18 stycznia 2011, 12:04
Może rzeczywiście pójdź do psychologa..? Szkoda byłoby zakończyć związek ze względu na tą zdradę, którą przecież mu już dawno wybaczyłaś. Mam wrażenie, że właśnie ten wątek zdrady ciągle do Ciebie wraca i on właśnie powoduje, że tak się zniechęcasz do męża.

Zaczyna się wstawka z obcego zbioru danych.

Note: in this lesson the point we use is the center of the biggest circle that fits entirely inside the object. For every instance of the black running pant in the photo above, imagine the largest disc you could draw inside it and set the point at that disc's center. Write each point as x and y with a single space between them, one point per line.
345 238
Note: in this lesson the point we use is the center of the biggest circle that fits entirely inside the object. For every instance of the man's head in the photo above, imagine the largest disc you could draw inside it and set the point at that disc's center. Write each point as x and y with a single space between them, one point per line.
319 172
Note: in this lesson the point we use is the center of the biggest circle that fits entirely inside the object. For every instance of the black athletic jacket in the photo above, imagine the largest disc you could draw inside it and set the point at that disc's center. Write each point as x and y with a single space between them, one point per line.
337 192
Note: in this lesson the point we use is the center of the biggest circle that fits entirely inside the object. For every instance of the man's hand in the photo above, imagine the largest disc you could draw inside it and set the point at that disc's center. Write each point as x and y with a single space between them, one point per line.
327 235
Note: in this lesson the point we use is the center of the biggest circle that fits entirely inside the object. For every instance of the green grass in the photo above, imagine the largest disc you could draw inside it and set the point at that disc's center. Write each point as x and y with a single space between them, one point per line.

Może w końcu to złe uczucie zdradzonej kobiety zniknie i na nowo zaufasz mężowi? Skoro Cię kocha, i jest owoc Waszej miłości, nie zaprzepaść tego..
18 stycznia 2011, 13:22
Dzieczyny bardzo dziekuje za rady. Nie spodziewałam sie takiego odzewu. Napewno potrzebuje pomocy bo sama sobie z tym nie poradze.
Czeka mnie koleja ciezka rozmowa z mezem. Oby dala rezultat. GORACO WAS WSZYSTKIE CALUJE.